In my own words, ERP works by helping individuals face their fears in a controlled, safe way. Through repeated exposure to feared stimuli without engaging in compulsions, their anxiety diminishes—a process called habituation. Patients learn that the catastrophic outcomes they fear do not occur, which gradually lessens the severity of their obsessive thoughts and compulsive behaviors. This technique is highly effective and often offered in combination with cognitive therapy, which helps modify maladaptive beliefs and attitudes about contamination, safety, and control (Purdon, 2018). The success of ERP in reducing OCD symptoms has been corroborated by numerous clinical trials, and it is considered the gold-standard psychological treatment for OCD (Abramowitz et al., 2009). Overall, ERP empowers patients to regain control over their thoughts and behaviors, markedly improving their quality of life.

References

  • American Psychiatric Association. (2013). Diagnostic and statistical manual of mental disorders (5th ed.).

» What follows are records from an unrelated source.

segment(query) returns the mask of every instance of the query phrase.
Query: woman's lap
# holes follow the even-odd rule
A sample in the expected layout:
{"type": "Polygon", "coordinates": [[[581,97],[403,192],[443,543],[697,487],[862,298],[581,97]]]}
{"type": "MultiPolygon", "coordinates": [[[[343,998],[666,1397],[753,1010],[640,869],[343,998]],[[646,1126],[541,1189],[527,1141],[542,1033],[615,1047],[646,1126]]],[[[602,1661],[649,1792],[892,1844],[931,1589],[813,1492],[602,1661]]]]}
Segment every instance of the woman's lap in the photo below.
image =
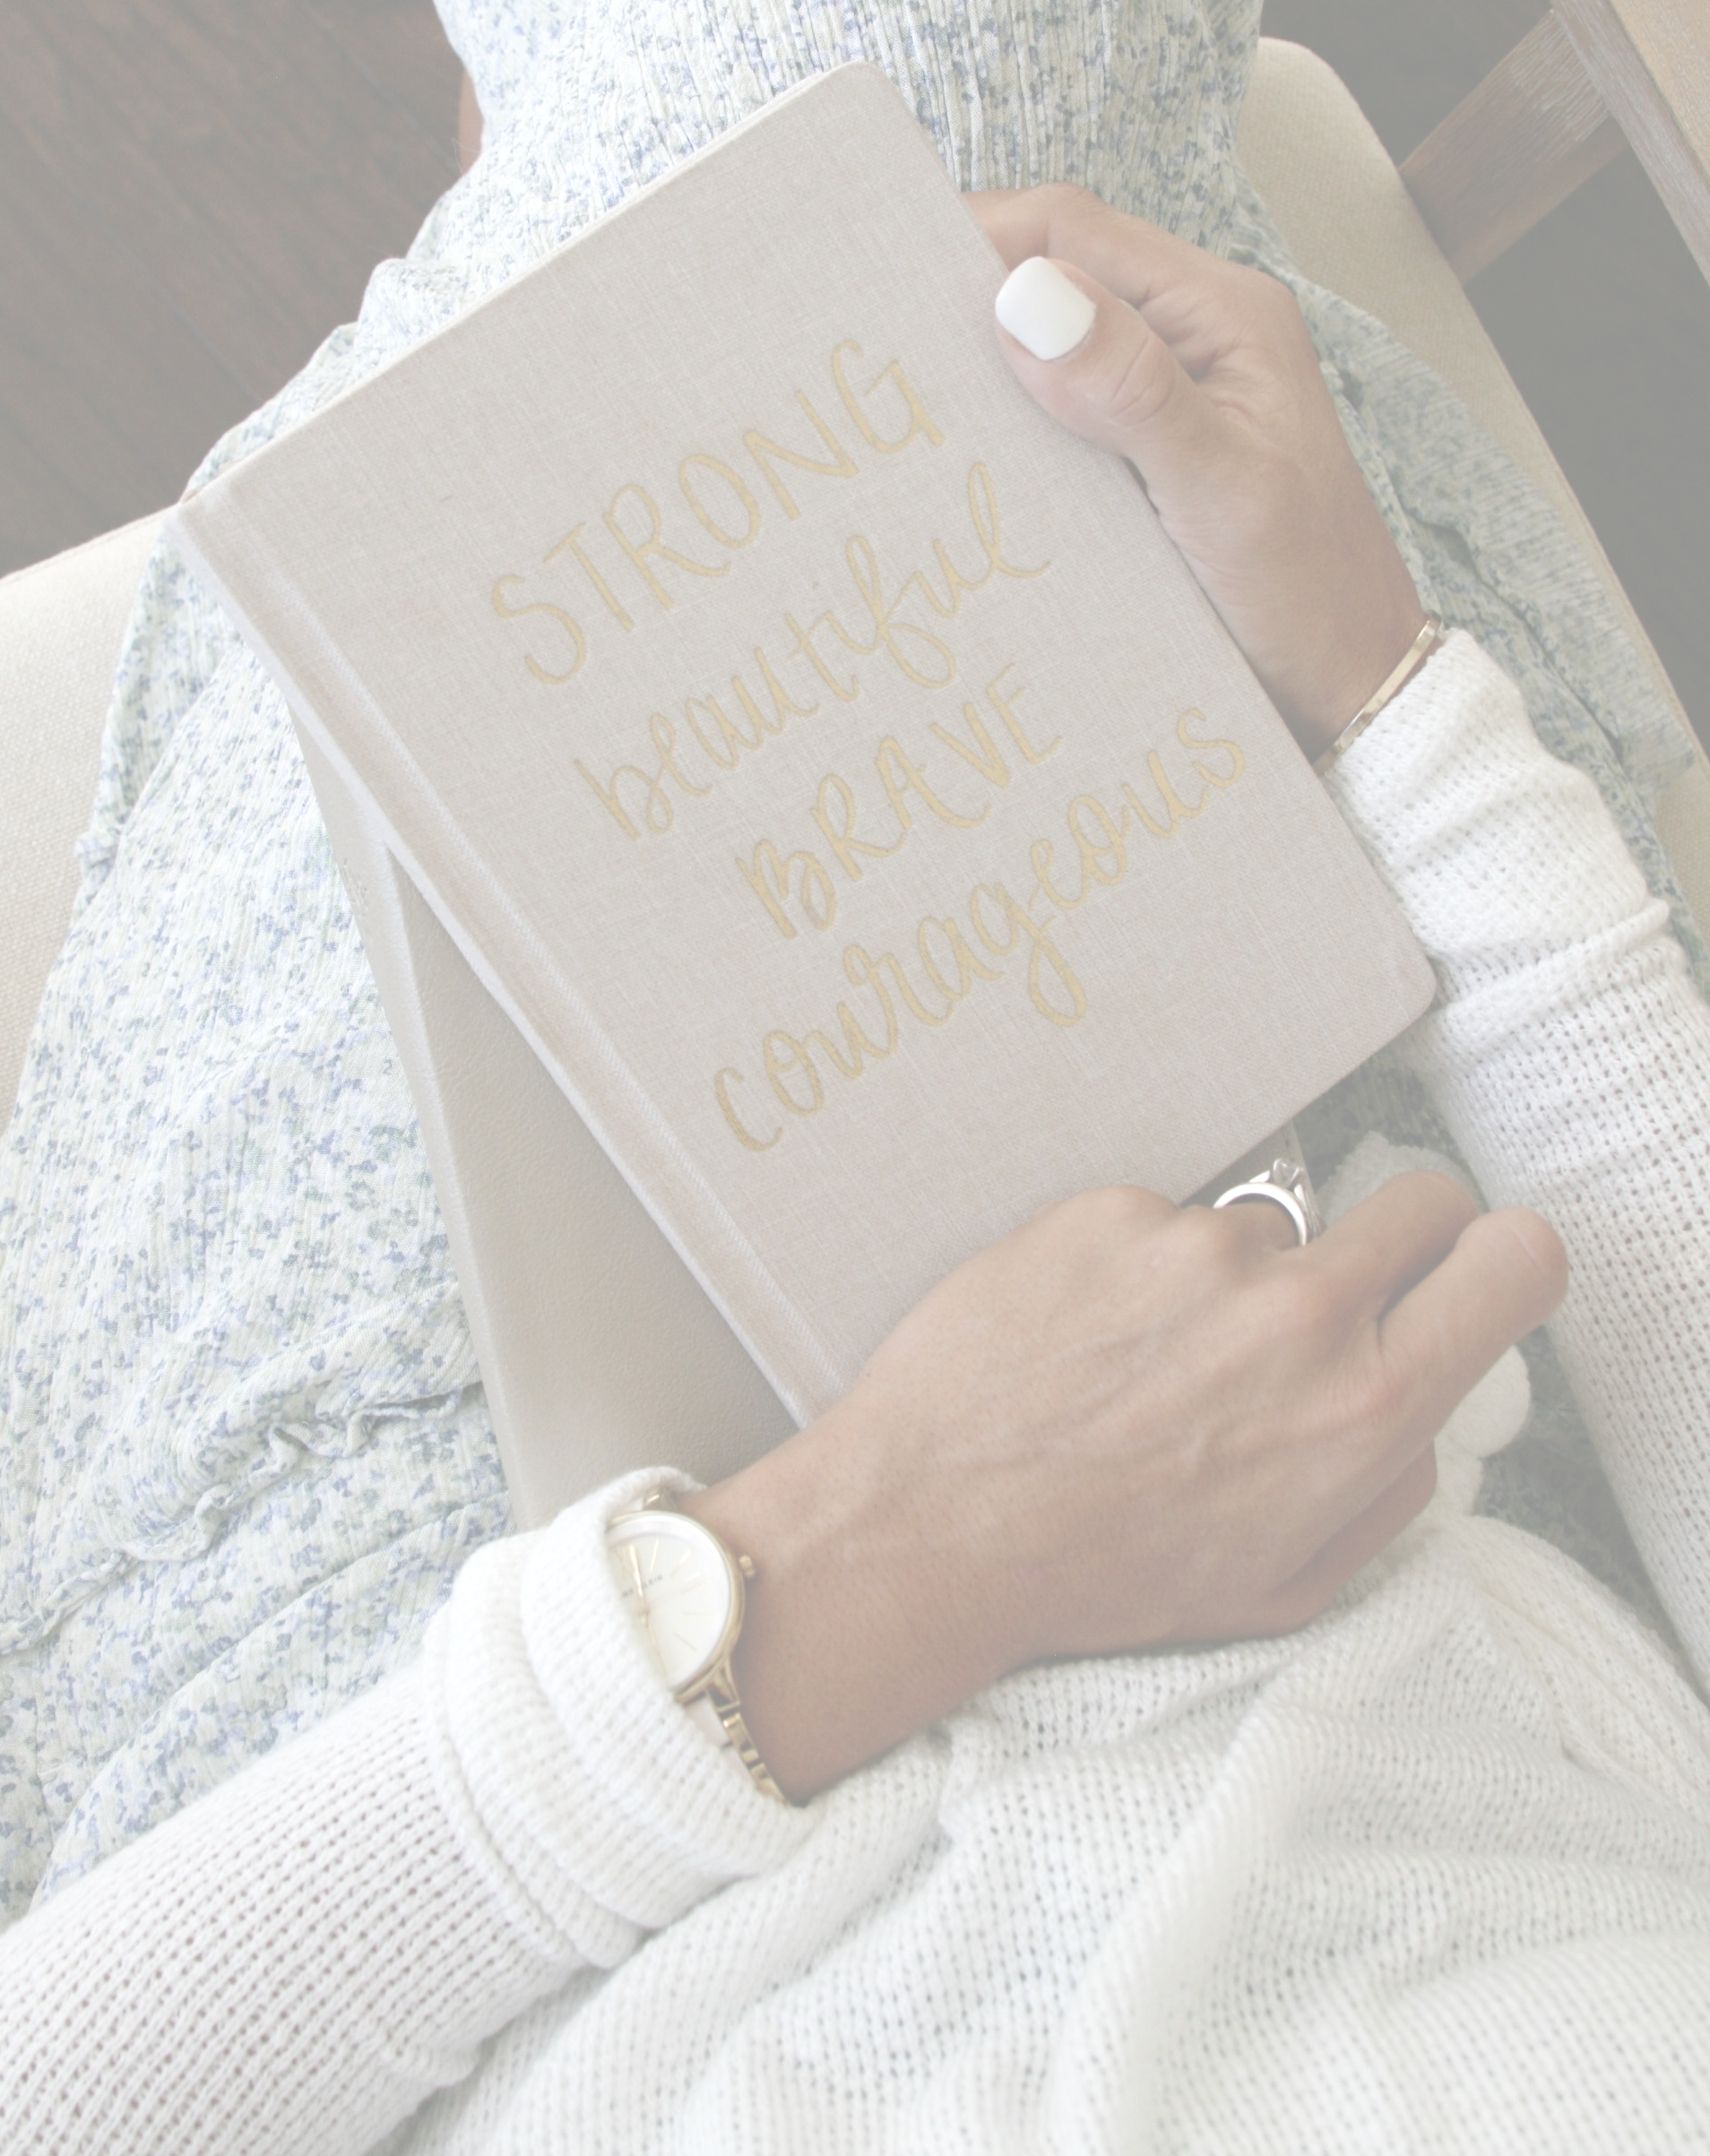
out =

  • Abramowitz, J. S., Taylor, S., & McKay, D. (2009). Obsessive-compulsive disorder. The Lancet, 374(9688), 491–499.
  • Foa, E. B., & Kozak, M. J. (1996). Emotional processing of fear: Exposure to corrective information. Psychological Bulletin, 119(1), 20–35.
  • Foa, E. B., Liebowitz, M. R., Kozak, M. J., et al. (2005). Randomized, placebo-controlled trial of exposure and ritual prevention, clomipramine, and their combination in the treatment of obsessive-compulsive disorder. The American Journal of Psychiatry, 162(1), 151–161.
  • Fineberg, N. A., Reghunandanan, S., & Hollander, E. (2019). Obsessive-compulsive disorder: Principles for treatment. Psychiatric Clinics, 42(3), 445–462.
  • Mataix-Cols, D., Westphal, J. A., & Rosario-Correa, J. C. (2014). The phenomenology and classification of obsessive-compulsive disorder. Psychiatric Clinics, 37(1), 27–43.
  • Menzies, L., et al. (2007). Neural systems underlying obsessive-compulsive disorder. European Psychiatry, 22(6), 375–381.
  • Purdon, C. (2018). Cognitive-behavioral therapy for OCD. In S. C. Woods, & I. H. Salkovskis (Eds.), Cognitive-Behavioral Therapy (pp. 267–287). Guilford Press.
  • Rachman, S. (2014). Treatment of obsessive-compulsive disorder. In S. Rachman (Ed.), Anxiety (pp. 189–210). Psychology Press.
  • Salkovskis, P. M. (1985). Obsessional-compulsive problems: A cognitive-behavioral analysis. Behav Research and Therapy, 23(5), 571–583.